It seems that Unified Patent’s year plus PR campaign (see) against HEVC assets in the US has run out of steam. While their COO’s incoherent rants about Velos Media may be amusing, as I detailed earlier the campaign was misguided and rife with factual errors.
Velos, whose members include BlackBerry, Ericsson, Panasonic, Qualcomm, Sharp, and Sony, has the right to license well over five thousand HEVC patents. These six companies invested significant R&D into developing the HEVC standard. According to the Velos website, their collective technical contributions account for around 40% of the mandatory and optional features of the standard. Technical contributions are a widely accepted indicator of patent quality (3.6), and a strong indicator of underlying research and development, which in turn has been correlated to positive economic growth and quality patents (e.g.). Surely a single forum to license such a substantial portion of the technology would be a good thing and “should be encouraged” (p8) because it can save licensees hundreds of millions of dollars in transaction costs. But seemingly not, according to Unified.
Unified’s very public campaign to discredit Velos Media begs the question, “Why”? Velos Media is one of three pools for HEVC patents, alongside MPEG LA (which includes Apple, Canon, and JVC Kenwood Corp) and HEVC Advance (including Dolby Labs, GE, Mitsubishi Electric Corp., Samsung Electronics, and Warner Bros. Entertainment) Unlike those pools, Velos Media owns many patents outright (with over 40 assignment records in the US at last count). Patent pools can have challenges getting things done (amusingly recounted here) – like suing infringers that can lead to their demise. Because Velos owns patents, it faces significantly fewer barriers (e.g. including owners as necessary parties) than other pools if it decides it has no choice but to litigate.

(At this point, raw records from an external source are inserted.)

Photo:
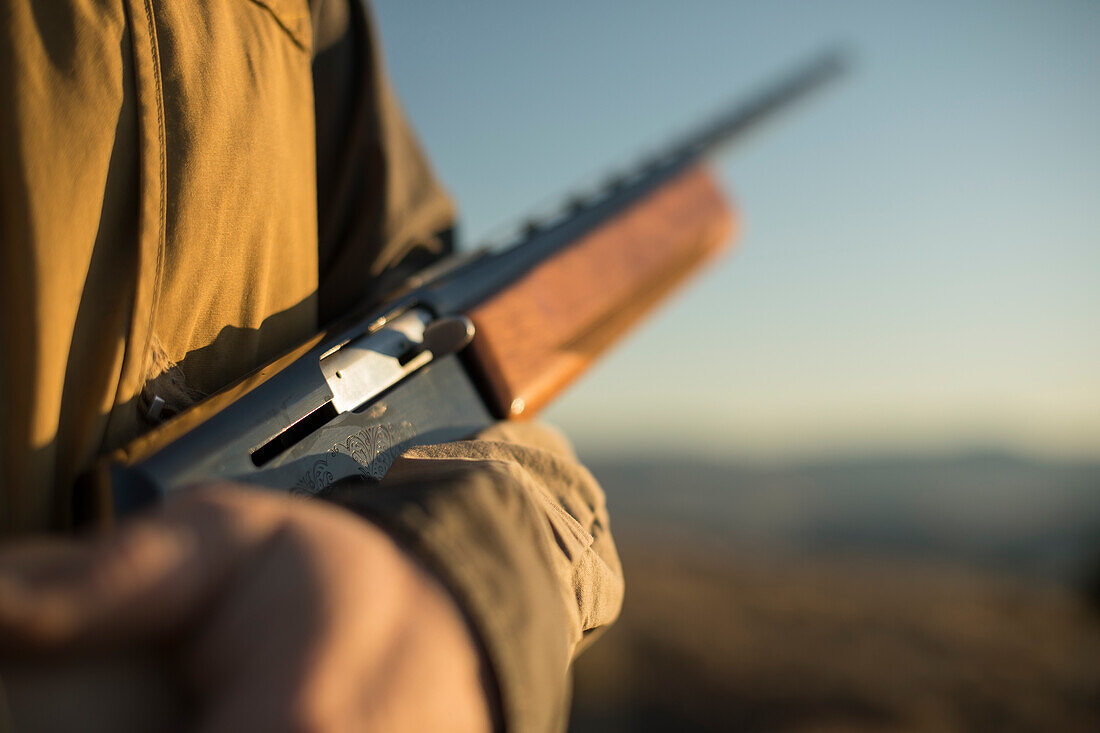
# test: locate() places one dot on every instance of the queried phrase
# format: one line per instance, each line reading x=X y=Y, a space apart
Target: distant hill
x=986 y=509
x=711 y=641
x=928 y=593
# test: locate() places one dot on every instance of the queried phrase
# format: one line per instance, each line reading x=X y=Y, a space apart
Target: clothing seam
x=162 y=174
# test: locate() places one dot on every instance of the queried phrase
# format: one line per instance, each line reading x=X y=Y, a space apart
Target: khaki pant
x=176 y=211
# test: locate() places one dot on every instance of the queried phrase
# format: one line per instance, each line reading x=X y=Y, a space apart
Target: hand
x=232 y=610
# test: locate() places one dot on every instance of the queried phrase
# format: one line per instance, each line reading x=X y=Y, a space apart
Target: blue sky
x=920 y=260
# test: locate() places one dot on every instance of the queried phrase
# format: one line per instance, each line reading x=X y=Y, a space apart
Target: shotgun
x=495 y=334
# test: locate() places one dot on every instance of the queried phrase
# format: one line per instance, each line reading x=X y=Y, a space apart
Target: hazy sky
x=920 y=260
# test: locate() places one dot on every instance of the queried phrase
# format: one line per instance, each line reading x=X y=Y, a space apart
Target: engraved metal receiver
x=352 y=398
x=345 y=407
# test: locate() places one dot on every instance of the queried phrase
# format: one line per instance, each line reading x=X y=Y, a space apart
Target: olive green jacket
x=188 y=189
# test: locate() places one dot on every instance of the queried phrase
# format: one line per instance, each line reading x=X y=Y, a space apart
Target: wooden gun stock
x=539 y=334
x=405 y=372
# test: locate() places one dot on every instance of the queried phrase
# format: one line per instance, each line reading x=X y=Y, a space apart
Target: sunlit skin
x=233 y=610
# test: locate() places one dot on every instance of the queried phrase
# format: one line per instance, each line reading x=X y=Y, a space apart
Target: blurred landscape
x=906 y=593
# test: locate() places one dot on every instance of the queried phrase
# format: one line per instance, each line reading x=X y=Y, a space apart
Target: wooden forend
x=537 y=336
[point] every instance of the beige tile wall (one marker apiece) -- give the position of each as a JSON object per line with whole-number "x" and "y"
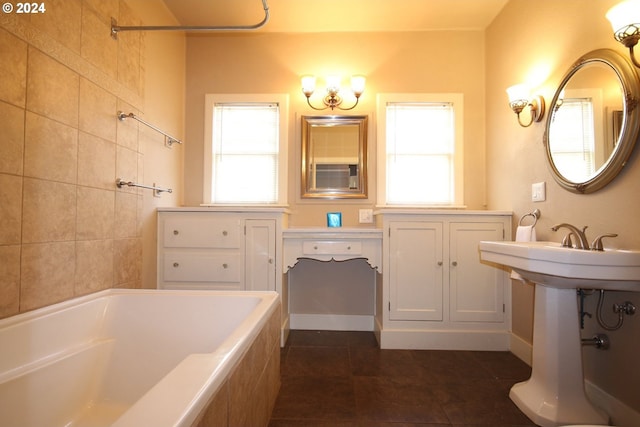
{"x": 65, "y": 229}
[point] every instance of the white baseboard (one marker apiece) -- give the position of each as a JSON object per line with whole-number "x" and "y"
{"x": 331, "y": 322}
{"x": 621, "y": 414}
{"x": 444, "y": 340}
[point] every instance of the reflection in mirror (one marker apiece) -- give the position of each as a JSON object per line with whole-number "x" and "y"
{"x": 592, "y": 127}
{"x": 334, "y": 156}
{"x": 583, "y": 127}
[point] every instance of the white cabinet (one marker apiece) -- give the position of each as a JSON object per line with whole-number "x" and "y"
{"x": 436, "y": 293}
{"x": 415, "y": 266}
{"x": 260, "y": 262}
{"x": 202, "y": 248}
{"x": 476, "y": 290}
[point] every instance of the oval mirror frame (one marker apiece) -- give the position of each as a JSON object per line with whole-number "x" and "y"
{"x": 628, "y": 134}
{"x": 334, "y": 157}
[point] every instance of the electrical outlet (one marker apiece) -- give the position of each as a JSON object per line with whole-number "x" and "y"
{"x": 538, "y": 192}
{"x": 366, "y": 216}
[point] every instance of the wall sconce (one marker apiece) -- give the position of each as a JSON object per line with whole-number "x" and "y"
{"x": 625, "y": 21}
{"x": 332, "y": 100}
{"x": 519, "y": 98}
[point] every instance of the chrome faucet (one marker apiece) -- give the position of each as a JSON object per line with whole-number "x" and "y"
{"x": 582, "y": 242}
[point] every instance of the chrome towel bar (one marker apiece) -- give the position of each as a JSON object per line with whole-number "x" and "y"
{"x": 169, "y": 140}
{"x": 156, "y": 190}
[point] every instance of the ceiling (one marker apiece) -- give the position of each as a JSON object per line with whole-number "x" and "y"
{"x": 340, "y": 15}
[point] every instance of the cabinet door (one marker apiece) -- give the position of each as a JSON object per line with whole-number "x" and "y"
{"x": 203, "y": 266}
{"x": 415, "y": 288}
{"x": 260, "y": 262}
{"x": 476, "y": 290}
{"x": 201, "y": 231}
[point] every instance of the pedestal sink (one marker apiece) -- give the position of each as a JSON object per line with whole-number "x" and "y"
{"x": 554, "y": 395}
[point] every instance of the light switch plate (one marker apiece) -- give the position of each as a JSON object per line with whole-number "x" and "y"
{"x": 366, "y": 216}
{"x": 538, "y": 192}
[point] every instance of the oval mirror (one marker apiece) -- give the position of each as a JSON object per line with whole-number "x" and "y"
{"x": 334, "y": 157}
{"x": 592, "y": 125}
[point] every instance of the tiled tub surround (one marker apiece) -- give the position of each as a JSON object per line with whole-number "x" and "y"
{"x": 143, "y": 357}
{"x": 66, "y": 230}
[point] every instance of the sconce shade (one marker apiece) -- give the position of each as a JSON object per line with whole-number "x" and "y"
{"x": 624, "y": 14}
{"x": 625, "y": 22}
{"x": 333, "y": 84}
{"x": 308, "y": 85}
{"x": 519, "y": 98}
{"x": 357, "y": 85}
{"x": 332, "y": 100}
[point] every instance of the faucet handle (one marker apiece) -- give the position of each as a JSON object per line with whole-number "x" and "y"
{"x": 566, "y": 241}
{"x": 597, "y": 242}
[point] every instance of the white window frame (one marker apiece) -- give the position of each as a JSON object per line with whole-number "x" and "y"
{"x": 456, "y": 99}
{"x": 283, "y": 102}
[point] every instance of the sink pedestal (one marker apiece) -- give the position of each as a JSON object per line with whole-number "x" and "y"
{"x": 554, "y": 395}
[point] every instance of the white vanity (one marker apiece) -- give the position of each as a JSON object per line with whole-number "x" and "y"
{"x": 436, "y": 294}
{"x": 430, "y": 290}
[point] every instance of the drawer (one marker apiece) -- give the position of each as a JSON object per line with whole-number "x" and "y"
{"x": 201, "y": 232}
{"x": 331, "y": 248}
{"x": 202, "y": 267}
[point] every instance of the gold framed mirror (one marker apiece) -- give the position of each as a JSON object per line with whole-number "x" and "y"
{"x": 592, "y": 126}
{"x": 334, "y": 157}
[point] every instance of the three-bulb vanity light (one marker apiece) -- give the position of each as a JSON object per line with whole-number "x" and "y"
{"x": 332, "y": 99}
{"x": 519, "y": 99}
{"x": 625, "y": 21}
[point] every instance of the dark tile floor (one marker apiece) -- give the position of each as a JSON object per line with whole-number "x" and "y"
{"x": 336, "y": 378}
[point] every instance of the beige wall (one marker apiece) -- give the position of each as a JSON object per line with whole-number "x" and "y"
{"x": 64, "y": 228}
{"x": 392, "y": 62}
{"x": 537, "y": 42}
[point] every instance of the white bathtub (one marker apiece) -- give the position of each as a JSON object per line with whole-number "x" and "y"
{"x": 125, "y": 357}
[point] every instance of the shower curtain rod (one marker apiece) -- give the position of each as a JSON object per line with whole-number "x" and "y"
{"x": 115, "y": 28}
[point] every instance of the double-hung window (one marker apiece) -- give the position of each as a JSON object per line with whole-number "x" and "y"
{"x": 245, "y": 149}
{"x": 420, "y": 158}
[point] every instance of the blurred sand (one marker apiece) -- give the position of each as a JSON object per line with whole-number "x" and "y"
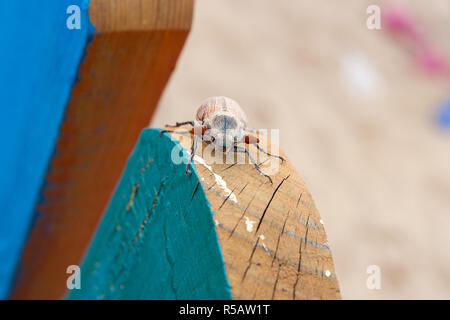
{"x": 377, "y": 166}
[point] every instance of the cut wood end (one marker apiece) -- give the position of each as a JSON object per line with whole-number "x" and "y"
{"x": 272, "y": 236}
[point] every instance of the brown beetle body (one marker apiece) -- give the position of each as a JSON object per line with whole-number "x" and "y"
{"x": 221, "y": 121}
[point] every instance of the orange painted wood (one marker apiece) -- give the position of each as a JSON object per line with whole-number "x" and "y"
{"x": 127, "y": 65}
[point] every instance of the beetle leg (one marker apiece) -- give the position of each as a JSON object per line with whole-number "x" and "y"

Another reason might be that Unified Patent does not want to interfere with its own undisclosed clients. Ironically, Unified complains about Velos’ “secrecy”, yet is itself notoriously tight-lipped about who its members are. I imagine that many of Velos’ more than 35 licensees insist on secrecy, rather than Velos – since Velos, like most licensors, is more than happy to announce the conclusion of a successful license, as it did recently with Technicolor. Licensees to patent pools – especially when there are competing pools – are justifiably concerned that publicizing them taking a license will simply make them a good target for other patent owners and pool operators. Moreover, as a well-known SEP expert noted in response to a rant from Unified’s COO, secrecy requests in licensing discussions are in large measure due to the IPR threat.
Indeed, Unified’s many IPR filings against HEVC assets attest that this threat is real. Ironically, Unified’s poor performance might now be its best kept secret. The graphic below, generated from Unified’s own portal, would suggest that the US campaign was a bust. Unified has been trying to cast Velos as an empty suit, with “nothing behind the curtain.” From the results so far, it would seem Velos’ patents are in fact pretty strong. To date, of the 15 US IPRs filed by Unified, 8 were denied institution, 1 had all claims found valid, and the other 6 instituted IPRs remain pending. Interestingly it is not just with Velos where Unified is failing. As I noted in my prior piece, Unified seems to also have it in for GE’s HEVC patents, and its results are not promising either: of the 4 IPRs filed against GE by Unified, 2 were denied, 1 had all claims found valid, and for the last 1 institution has not been determined. This is significantly worse than the 80%+ success rate than Unified touts. Indeed, it is worse than the PTO’s own June 2020 statistics (66% institution rate for electrical/computer and around 20% of patents survive unscathed). None of this is deterring Unified, who filed HEVC IPRs against GE’s fellow HEVC Advance members IP Bridge on May 1, 2020 and ETRI on June 9, 2020. Yet patents which survive Unified’s challenges (so far 9 of the Velos Media portfolio and 3 of the GE) become battle-tested assets, which are then more valuable for litigation purposes.
On the topic of litigation, another landmine for Unified is the Real Party in Interest (RPI) issue, as I noted previously. The time will come, likely soon, when a patent owner sues a Unified member in district court on a patent that was successfully upheld in the face of a Unified IPR. I strongly doubt that a court will bend over backwards to protect the Unified member – who will find themselves estopped from asserting invalidity. Unified’s customers could get a very rude awakening when a court decides that Unified did not provide the anonymous shield that it was intended to create.
Perhaps as a result of its busted US campaign and the RPI threat, Unified has taken its fight to Europe. On July 17 it filed an opposition with the EPO against a Velos European patent, a member of the same family as one of the few US patents with a pending IPR decision. This seems a bold move – and outside what one might have thought to be Unified’s remit and expertise, inter partes reviews of US patents. It is odd too, given the historically glacial pace of opposition proceedings (which now seems to be changing). Perhaps Unified’s new investors are pushing it to broaden its horizons. Whatever the reason, we will soon see if Unified’s lackluster IPR track record will now follow it to European shores.